Given a half-decade of economic uncertainty, fear may still be the biggest motivator for retirement saving. The financial crisis inspired people everywhere to save more and hold off on short-term spending. "It shook people out of their complacency and got them thinking, 'I should save more,'" says Ken Hevert, Fidelity's vice president of retirement products. "All age groups—young people, too, are showing a tendency to be more conservative."
New surveys by two leading financial-services companies show how attitudes toward saving have evolved, and highlight a couple of easy steps that can have a big impact on savings. Fidelity, the largest provider of workplace savings plans and 401(k)s, and HSBC, one of the most global wealth managers, have identified two positive actions investors can take to get far more out of their retirement plans. HSBC says in a new study that people who have clear financial plans save significantly more for retirement, and Fidelity has found that people who open individual plans to supplement their workplace savings end up with much higher overall savings.
People still need to come up with proper asset allocations that are based on individual life stages and requirements, but the two steps suggested by HSBC and Fidelity appear to be things nearly everyone should consider:
Tip 1: Planning for retirement boosts savings dramatically, survey participants say.
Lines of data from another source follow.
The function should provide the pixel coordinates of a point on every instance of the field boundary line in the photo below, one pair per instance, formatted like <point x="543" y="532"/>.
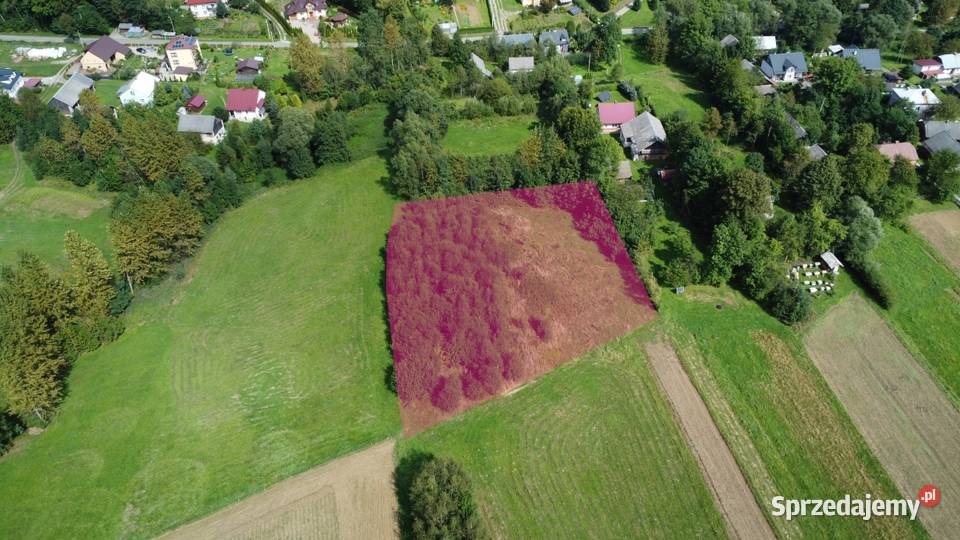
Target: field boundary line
<point x="733" y="495"/>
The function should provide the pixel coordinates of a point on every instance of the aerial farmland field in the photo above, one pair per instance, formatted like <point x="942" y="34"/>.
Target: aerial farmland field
<point x="486" y="292"/>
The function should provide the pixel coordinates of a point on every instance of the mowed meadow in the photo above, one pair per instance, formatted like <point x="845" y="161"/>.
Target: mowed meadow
<point x="262" y="357"/>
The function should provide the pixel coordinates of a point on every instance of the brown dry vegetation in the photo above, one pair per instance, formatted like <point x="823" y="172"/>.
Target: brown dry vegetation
<point x="907" y="421"/>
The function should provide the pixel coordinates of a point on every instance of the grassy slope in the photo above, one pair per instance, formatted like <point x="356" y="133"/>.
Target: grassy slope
<point x="36" y="217"/>
<point x="590" y="449"/>
<point x="926" y="309"/>
<point x="805" y="441"/>
<point x="488" y="136"/>
<point x="268" y="358"/>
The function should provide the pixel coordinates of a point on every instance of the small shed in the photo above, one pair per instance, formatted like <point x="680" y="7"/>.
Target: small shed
<point x="831" y="262"/>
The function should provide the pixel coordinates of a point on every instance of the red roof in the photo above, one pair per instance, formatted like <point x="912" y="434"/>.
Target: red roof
<point x="616" y="113"/>
<point x="892" y="150"/>
<point x="243" y="99"/>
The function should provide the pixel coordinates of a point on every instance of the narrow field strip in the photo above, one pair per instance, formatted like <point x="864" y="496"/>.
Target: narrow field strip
<point x="730" y="490"/>
<point x="350" y="497"/>
<point x="907" y="421"/>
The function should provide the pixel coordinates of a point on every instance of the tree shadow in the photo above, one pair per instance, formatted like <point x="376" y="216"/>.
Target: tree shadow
<point x="403" y="475"/>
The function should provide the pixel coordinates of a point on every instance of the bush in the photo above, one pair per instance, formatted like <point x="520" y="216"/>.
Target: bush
<point x="789" y="303"/>
<point x="442" y="503"/>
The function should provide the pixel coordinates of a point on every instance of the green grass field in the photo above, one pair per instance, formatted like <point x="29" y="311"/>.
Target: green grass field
<point x="35" y="68"/>
<point x="589" y="450"/>
<point x="926" y="306"/>
<point x="34" y="216"/>
<point x="266" y="357"/>
<point x="801" y="442"/>
<point x="488" y="136"/>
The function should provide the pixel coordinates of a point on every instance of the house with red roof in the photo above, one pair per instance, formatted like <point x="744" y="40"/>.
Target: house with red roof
<point x="613" y="115"/>
<point x="246" y="104"/>
<point x="201" y="9"/>
<point x="899" y="149"/>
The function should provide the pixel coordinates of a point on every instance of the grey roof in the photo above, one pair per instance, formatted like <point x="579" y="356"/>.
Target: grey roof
<point x="69" y="93"/>
<point x="517" y="40"/>
<point x="869" y="59"/>
<point x="798" y="130"/>
<point x="477" y="61"/>
<point x="942" y="141"/>
<point x="729" y="40"/>
<point x="105" y="47"/>
<point x="642" y="131"/>
<point x="776" y="64"/>
<point x="933" y="127"/>
<point x="199" y="123"/>
<point x="520" y="63"/>
<point x="8" y="78"/>
<point x="554" y="37"/>
<point x="816" y="152"/>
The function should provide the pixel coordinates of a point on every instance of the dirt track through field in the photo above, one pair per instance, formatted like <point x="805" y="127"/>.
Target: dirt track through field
<point x="942" y="229"/>
<point x="350" y="498"/>
<point x="733" y="496"/>
<point x="909" y="424"/>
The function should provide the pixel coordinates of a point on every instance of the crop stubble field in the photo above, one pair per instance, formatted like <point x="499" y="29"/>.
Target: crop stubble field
<point x="486" y="292"/>
<point x="910" y="425"/>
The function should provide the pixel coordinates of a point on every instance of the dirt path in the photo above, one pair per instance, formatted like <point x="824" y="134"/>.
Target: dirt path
<point x="734" y="498"/>
<point x="17" y="181"/>
<point x="910" y="425"/>
<point x="351" y="497"/>
<point x="942" y="230"/>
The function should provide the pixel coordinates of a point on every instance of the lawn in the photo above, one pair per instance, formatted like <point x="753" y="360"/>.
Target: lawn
<point x="926" y="304"/>
<point x="786" y="428"/>
<point x="264" y="357"/>
<point x="488" y="136"/>
<point x="35" y="68"/>
<point x="590" y="449"/>
<point x="35" y="215"/>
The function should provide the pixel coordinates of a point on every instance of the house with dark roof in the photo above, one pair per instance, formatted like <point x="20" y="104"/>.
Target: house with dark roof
<point x="784" y="67"/>
<point x="103" y="54"/>
<point x="869" y="59"/>
<point x="10" y="82"/>
<point x="558" y="39"/>
<point x="518" y="40"/>
<point x="302" y="10"/>
<point x="210" y="128"/>
<point x="644" y="137"/>
<point x="67" y="98"/>
<point x="613" y="115"/>
<point x="246" y="104"/>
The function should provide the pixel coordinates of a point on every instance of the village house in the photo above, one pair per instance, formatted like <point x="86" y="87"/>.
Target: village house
<point x="899" y="149"/>
<point x="921" y="99"/>
<point x="558" y="39"/>
<point x="210" y="128"/>
<point x="139" y="90"/>
<point x="519" y="64"/>
<point x="183" y="57"/>
<point x="67" y="98"/>
<point x="102" y="55"/>
<point x="786" y="67"/>
<point x="644" y="137"/>
<point x="10" y="82"/>
<point x="247" y="70"/>
<point x="246" y="104"/>
<point x="302" y="10"/>
<point x="202" y="9"/>
<point x="614" y="115"/>
<point x="927" y="68"/>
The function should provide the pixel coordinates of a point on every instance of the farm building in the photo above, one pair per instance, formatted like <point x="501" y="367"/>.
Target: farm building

Most people start saving for retirement without doing any financial planning, according to HSBC. On average, people have been putting away money for four years before they give it a thought.
It's a lost opportunity because financial planning clearly boosts returns, according to people interviewed for the survey. The "ready, shoot, aim" style of investing in those early years can lead to a costly mistake such as inappropriate investments for a person's life stage. In the United States, people said they saved 49 percent more as a result of planning. In all 25 countries where HSBC conducted its survey, the total was 44 percent.
Apart from helping people make better investing decisions, the planning process gives them positive goals for retirement. HSBC says there is "a cause and effect relationship" between planning and saving more money, and it's not merely a result of people with more money having more resources to create plans.
"There are very clear themes for what participants worry about locally and globally," says Andy Ireland, HSBC Bank USA executive vice president of retail banking and wealth management. "People everywhere have a level of anxiety about not having enough savings to last through their life. Planning helps overcome that." Americans scored above average in one measure. Only 38 percent said they would choose to go on vacation over making retirement contributions, versus 43 percent for the 25-country average.
Either way, the survey found, too many people "would just rather go on vacation and forget about it."
Tip 2: Putting eggs in more than one basket produces far higher returns.
Some might say this is another case of what comes first, the chicken or the nest egg. But a new report from Fidelity shows that people who set up more than one retirement basket tend to end up with a lot more money for retirement. An analysis of almost one million accounts found that people who had more than one account end up with three times the overall savings.
Those with both a Fidelity 401(k) and an Individual Retirement Account (IRA) have combined average balances of $225,600, which is three times higher than the average Fidelity 401(k) balance of $77,300.
Fidelity's Hevert says opening more channels for collecting funds has a positive effect on the amount people save. Each collection point is a way to make savings easier. Even credit cards that contribute a percentage of purchases to your retirement account can be a way to save without having to make the difficult choice of sending a check to a savings account, he says.